Beware of the Faulty Retirement

Dear Dr. Hurd,

My wife and I retired to a nice, waterfront area about a year ago. In a nutshell, I’m just not very happy. It doesn’t have to do with anything specific; I love my wife, we adore our home, we’re making new friends, but I just can’t get rid of this general malaise of anxiety and sadness. We both looked forward to retiring from our busy and successful careers, but now that it’s a reality I can’t make myself feel happy, though I know I’m supposed to.


Dr. Hurd replies,

From what you wrote, you don’t know what’s causing your anxiety and sadness. You will possibly need a professional to help coax this out of your subconscious mind. However, I’ll attempt to get you started.

The first step is to identify your exact emotions. Emotions are nothing more than thoughts that “pop up” automatically in response to your values and beliefs. So ask yourself, “What would my emotions say, if they could talk?”

I’m only guessing here, but it might be that you’re feeling a lack of purpose. You described your career back home as “busy and successful” – could it be that you’re simply lacking a clear-cut, specific set of reasons for getting up in the morning? This happens in early retirement quite a bit. If you think about it, who says we’re supposed to retire? It’s a concept people take as a self-evident given, but it’s at odds with the basic human need and requirement to have some kind of a sense of purpose to make it through the day.

Faulty retirement thinking is based on the premise: “The ideal is to do nothing.” But when you find you nothing constructive in particular to do, a person often ends up feeling exactly as you describe.

Retirement is a pleasant experience in that, if you dislike your job or career, you can now get away from it. The same applies if you liked it, but you’ve had enough of it. It’s perfectly fine to move on. But taking the step of solely getting away from something still doesn’t tell you what your new purpose will be. No longer having one purpose is not the same as identifying what your new purpose is.

Just surviving comfortably is not enough. Whether it’s a job, a career, a cause or a hobby about which you’re passionate, you obviously need more than just the nice house and nice friends. Those are important, but in a sense they’re just the side dishes, not the main course. What’s the main course? It sounds to me like you haven’t decided that yet. So your anxious and sad emotions are telling you, “Hey, get on with it.”

Again, this is only a guess, but it’s an educated guess. I can’t overstate how often I see this happening to retired people. Sometimes they don’t sufficiently think out their plans.

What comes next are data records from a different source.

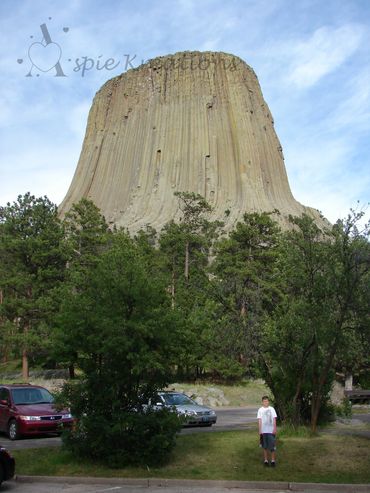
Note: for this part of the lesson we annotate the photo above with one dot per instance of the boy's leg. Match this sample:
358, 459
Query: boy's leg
265, 449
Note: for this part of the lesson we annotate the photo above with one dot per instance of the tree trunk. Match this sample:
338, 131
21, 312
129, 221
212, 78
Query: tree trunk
315, 411
348, 382
173, 284
186, 273
25, 368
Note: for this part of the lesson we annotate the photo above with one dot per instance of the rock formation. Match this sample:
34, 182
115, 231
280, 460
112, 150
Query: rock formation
192, 122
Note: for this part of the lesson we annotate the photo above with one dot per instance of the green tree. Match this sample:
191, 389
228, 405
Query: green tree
32, 266
186, 249
124, 337
323, 276
245, 289
86, 237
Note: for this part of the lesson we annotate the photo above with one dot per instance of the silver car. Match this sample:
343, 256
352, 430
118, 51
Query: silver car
193, 413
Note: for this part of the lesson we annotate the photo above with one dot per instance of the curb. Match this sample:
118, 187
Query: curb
194, 483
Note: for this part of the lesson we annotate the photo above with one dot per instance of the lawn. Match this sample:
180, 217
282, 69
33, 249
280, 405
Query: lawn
233, 455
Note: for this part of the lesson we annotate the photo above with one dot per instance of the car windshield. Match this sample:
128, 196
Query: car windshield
177, 399
29, 396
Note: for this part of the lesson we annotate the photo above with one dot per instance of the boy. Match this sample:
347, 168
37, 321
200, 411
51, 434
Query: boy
267, 429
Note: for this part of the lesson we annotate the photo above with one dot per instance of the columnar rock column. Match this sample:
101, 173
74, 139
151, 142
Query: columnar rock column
186, 122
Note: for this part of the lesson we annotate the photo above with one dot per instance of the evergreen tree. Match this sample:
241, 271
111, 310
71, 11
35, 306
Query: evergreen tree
32, 266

For years they’ve assumed, “Once I retire and move to the beach, life will be bliss.” This deeply held belief ultimately clashes with the facts once retirement becomes a reality. The next step is anxiety, sadness or even depression. I see it every day.

The good news? It’s entirely fixable. Find a skilled cognitive therapist who can help align your old beliefs with your new circumstances, as I’ve started to do with you here.